Our nurses are great and they have access to language line so no language skills are needed.
Language line has trained interpreters in basically every language.
We have advanced technology and up to date equipment.
I think this is a model for the rest of the country to emulate
Good municipal health care is exactly a model that can work well.
Yeah dude…. If you pay for your own healthcare we just charge that and if you don’t want to pay for it we just Gov-Gun down your neighbors at $83/month to pay your bills for you…..
Totes cool man. Gov-Gunning other people’s labors is totes cool. /s
Oh. Here’s a better plan. When you use ‘Guns’ on your neighbors to pay for your own bills you should get shot on spot or at the least thrown in prison where you belong.
Ya know; something something about ensuring Liberty and Justice for all instead of ensuring criminals get-away with crime against their neighbors.
Well Doc, since you are all in on providing services to those who can't pay for them, I have a plan you will love.

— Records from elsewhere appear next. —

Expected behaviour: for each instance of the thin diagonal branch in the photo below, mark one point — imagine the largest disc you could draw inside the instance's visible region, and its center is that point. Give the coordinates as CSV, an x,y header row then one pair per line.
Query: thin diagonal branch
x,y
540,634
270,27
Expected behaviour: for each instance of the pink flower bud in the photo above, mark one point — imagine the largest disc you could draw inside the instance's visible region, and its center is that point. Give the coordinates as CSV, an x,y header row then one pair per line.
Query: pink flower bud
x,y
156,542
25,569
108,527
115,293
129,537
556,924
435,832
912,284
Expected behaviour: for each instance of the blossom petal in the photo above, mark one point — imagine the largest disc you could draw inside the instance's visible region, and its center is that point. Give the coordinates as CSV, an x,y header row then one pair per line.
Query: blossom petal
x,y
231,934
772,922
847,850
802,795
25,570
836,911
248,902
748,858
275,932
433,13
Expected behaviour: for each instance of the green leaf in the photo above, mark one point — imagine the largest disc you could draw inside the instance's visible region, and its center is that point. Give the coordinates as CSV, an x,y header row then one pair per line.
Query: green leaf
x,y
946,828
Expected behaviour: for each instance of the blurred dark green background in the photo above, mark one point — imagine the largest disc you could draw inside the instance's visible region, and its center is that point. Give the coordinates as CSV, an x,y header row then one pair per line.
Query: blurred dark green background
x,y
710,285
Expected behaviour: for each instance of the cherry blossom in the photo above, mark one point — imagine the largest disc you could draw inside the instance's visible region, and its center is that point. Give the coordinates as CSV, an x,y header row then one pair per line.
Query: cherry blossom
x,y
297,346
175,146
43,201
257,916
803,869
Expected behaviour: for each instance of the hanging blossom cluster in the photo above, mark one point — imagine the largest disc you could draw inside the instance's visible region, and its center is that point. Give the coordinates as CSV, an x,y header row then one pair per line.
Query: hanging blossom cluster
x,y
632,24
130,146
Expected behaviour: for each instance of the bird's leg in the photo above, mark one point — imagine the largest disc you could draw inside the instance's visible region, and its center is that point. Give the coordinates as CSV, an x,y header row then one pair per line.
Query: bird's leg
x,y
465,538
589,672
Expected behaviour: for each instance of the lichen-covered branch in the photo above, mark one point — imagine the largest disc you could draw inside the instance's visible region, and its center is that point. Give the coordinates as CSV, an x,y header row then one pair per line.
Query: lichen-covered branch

Anytime you provide services to someone who does not pay, you eat it. You generosity will indeed be your generosity. Maybe you can start a charity to help you cover it.
Used to be the CHURCHES did that, Catholics, Baptists, Methodists, etc. In short, the system worked, until you "fixed" it.
Because, Democrats!
The healthcare in the US is excellent. What’s completely messed up is how we pay for it.
The next time you get a statement of benefits on a medical bill, look for an “adjustment” column. This will be a huge number. There will be no explanation. It is just an “adjustment” of the difference between the price the medicos charged vs what the insurer paid.
The true cost of the healthcare is what the insurer paid. The retail price is a complete fiction.
Now, the sad part of all this is why are there fictional prices at all? It’s because of back-scratching. Literally every business office, provider, insurer, pharmacy, manufacturer, you name it, they ALL must participate in this completely fictional game of prices as a way of making sure they get their cut of the discounts and special pricing agreements that crisscross the industry like spools of thread in a fabric factory.
Medicare is the ONLY insurer that unpacks all this up front where the consumer can see it. They are the ONLY insurer who publishes the exact prices they will pay for the specific procedures, and the ONLY insurer who will tell you precisely what they will and will not cover IN ADVANCE, not after long arguments with insurance adjusters, multiple visits to doctors to "pre-approve" care, etc. It's published for all to see.
The private insurers hate straight-up Medicare because it literally removes all their opportunities for gaming the prices.
There is HUGE room for improvement in how this is all done. COSTCO and Walmart are vital here, as long as you don't use insurance and pay out of pocket for a generic drug, you can get meds for literally pennies on the dollar vs. traditional pharmacies.